A interpelação acontece em nome de um Sujeito Único e Absoluto. Um Sujeito a que os sujeitos são submetidos e, ao mesmo tempo, veem nele sua segurança existencial de ocuparem uma posição e de terem esse lugar como garantia do presente e do futuro, além de ser uma explicação possível do passado. Quando o sujeito é interpelado pela ideologia, ele vê no Sujeito a que se submete sua própria imagem e, por sua vez, a ideologia interpela uma infinidade de indivíduos à sua volta numa dupla relação especular tal que submete os sujeitos ao Sujeito.
Portanto, enumerando os pontos principais, a ideologia assegura:
A interpelação dos indivíduos como sujeitos;
A submissão desses sujeitos ao Sujeito;
O reconhecimento triplo: do sujeito e o Sujeito, entre os sujeitos, e do sujeito por ele mesmo.
Por fim, ela garante que tudo está sob controle: o reconhecimento mútuo entre sujeitos, Sujeito e o auto reconhecimento asseguram que tudo correrá bem quando um sujeito conduzir o outro.
O interessante desta dinâmica é o resultado da constituição do sujeito. O sujeito formado tem a experiência de ser, ao mesmo tempo, livre, centro de iniciativas e responsável por seus atos, no entanto, sua emergência envolve ser submetido a uma autoridade e ficar desprovido de qualquer liberdade verdadeira, tirando aquela de aceitar sua própria submissão.
Assim, a ideologia funciona neste moldes:
o indivíduo é interpelado como sujeito (livre) para que se submeta livremente às ordens do Sujeito, portanto, para que aceite (livremente) a sua sujeição, portanto, para que “realize sozinho” os gestos e os atos da sua sujeição. Só existem sujeitos para e pela sua sujeição. É por isso que “andam sozinhos”.[26]

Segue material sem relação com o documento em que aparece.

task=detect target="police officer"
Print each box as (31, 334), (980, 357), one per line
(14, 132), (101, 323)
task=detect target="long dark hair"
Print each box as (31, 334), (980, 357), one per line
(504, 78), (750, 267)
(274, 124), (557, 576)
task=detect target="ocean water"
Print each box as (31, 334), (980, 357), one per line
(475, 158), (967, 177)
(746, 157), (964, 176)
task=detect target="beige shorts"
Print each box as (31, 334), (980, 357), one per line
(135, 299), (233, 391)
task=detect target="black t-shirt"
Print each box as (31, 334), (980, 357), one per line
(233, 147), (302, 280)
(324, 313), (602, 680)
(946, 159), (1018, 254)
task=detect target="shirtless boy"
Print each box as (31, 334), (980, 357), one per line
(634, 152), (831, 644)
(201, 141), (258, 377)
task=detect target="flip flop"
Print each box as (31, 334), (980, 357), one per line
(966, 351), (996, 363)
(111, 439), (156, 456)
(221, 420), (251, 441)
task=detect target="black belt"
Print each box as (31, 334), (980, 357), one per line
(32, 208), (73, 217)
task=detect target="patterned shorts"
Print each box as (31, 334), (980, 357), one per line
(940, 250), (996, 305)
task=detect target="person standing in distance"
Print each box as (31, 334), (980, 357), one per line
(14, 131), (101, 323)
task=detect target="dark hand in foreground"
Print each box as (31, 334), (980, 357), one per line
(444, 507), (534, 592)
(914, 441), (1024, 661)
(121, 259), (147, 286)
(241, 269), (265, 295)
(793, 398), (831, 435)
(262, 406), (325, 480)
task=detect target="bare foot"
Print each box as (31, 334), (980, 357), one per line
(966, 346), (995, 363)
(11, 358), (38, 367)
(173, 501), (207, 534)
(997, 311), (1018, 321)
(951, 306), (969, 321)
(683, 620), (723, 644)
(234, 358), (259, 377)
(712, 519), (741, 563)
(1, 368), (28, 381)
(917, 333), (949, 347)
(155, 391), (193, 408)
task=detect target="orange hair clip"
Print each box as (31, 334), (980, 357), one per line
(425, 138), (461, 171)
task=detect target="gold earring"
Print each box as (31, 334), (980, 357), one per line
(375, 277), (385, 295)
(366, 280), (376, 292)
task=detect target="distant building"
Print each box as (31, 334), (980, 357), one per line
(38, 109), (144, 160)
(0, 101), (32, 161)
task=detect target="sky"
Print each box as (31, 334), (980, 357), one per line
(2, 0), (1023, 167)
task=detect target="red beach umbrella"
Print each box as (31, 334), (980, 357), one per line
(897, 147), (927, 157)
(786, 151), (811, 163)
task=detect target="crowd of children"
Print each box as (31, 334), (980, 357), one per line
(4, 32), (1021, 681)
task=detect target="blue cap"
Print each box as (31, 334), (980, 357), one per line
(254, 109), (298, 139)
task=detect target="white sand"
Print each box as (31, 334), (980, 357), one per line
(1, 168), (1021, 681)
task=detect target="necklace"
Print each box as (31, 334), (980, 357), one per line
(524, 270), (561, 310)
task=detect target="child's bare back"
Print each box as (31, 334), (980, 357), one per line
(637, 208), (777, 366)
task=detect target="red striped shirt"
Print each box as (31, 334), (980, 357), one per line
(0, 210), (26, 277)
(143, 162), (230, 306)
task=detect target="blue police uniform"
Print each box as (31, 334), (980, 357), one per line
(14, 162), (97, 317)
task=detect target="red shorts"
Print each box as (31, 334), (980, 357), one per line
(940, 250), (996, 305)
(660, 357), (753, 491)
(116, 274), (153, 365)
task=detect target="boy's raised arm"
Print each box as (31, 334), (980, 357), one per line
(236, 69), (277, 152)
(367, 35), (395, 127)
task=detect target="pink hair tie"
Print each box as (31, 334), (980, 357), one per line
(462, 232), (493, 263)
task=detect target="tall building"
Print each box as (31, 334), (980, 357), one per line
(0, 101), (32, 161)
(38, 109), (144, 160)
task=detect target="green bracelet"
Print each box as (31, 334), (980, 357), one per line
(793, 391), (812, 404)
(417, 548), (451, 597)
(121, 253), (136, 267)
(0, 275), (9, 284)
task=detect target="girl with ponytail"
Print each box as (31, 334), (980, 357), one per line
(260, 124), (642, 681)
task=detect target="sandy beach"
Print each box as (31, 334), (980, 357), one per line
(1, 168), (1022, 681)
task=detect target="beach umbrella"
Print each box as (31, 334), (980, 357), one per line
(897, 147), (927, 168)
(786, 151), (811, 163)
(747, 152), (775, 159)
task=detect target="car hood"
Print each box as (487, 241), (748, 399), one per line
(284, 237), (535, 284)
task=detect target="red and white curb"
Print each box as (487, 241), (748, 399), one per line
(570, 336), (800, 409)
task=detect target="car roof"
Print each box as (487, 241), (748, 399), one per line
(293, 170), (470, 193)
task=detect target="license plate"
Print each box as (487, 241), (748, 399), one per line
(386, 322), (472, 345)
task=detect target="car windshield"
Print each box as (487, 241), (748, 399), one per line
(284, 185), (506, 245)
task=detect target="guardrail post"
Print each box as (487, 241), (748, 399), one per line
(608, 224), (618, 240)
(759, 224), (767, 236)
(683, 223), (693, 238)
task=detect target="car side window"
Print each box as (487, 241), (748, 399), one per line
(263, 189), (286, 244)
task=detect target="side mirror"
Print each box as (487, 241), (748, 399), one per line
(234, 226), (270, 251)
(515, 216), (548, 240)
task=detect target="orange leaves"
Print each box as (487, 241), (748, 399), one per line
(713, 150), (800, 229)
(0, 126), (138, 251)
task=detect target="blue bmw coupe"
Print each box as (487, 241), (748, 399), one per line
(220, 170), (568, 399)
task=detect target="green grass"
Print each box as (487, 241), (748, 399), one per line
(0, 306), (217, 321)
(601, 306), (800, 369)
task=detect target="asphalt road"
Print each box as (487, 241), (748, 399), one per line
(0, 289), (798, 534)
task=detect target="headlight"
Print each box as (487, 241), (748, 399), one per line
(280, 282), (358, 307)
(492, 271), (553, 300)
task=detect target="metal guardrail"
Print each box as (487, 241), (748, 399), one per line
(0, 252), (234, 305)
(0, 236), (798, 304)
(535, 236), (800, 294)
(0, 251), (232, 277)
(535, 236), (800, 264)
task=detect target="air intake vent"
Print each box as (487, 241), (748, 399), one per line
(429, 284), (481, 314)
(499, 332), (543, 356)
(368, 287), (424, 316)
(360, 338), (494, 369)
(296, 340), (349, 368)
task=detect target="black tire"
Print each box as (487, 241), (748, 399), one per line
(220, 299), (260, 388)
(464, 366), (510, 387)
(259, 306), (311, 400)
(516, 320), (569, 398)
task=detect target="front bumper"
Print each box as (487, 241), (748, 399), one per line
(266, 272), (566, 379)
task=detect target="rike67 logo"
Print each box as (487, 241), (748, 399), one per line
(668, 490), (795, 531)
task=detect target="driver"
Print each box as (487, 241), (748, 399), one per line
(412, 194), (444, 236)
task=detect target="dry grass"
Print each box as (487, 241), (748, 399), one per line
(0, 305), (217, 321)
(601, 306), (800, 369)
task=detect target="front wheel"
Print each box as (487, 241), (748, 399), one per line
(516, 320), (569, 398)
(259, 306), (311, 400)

Por trás de todo este mecanismo de constituição do sujeito através da interpelação feita pela ideologia, o que está em jogo é justamente a reprodução das relações de produção, no caso de uma sociedade capitalista, a reprodução das relações de exploração que devem ser reproduzidas para que a formação social se mantenha, e uma dessas relações é a percepção de que se é livre e de que todos são livres – ainda mais, de que a liberdade é o centro do sujeito interpelado pela ideologia, desta forma, de que é impossível um sujeito sem liberdade.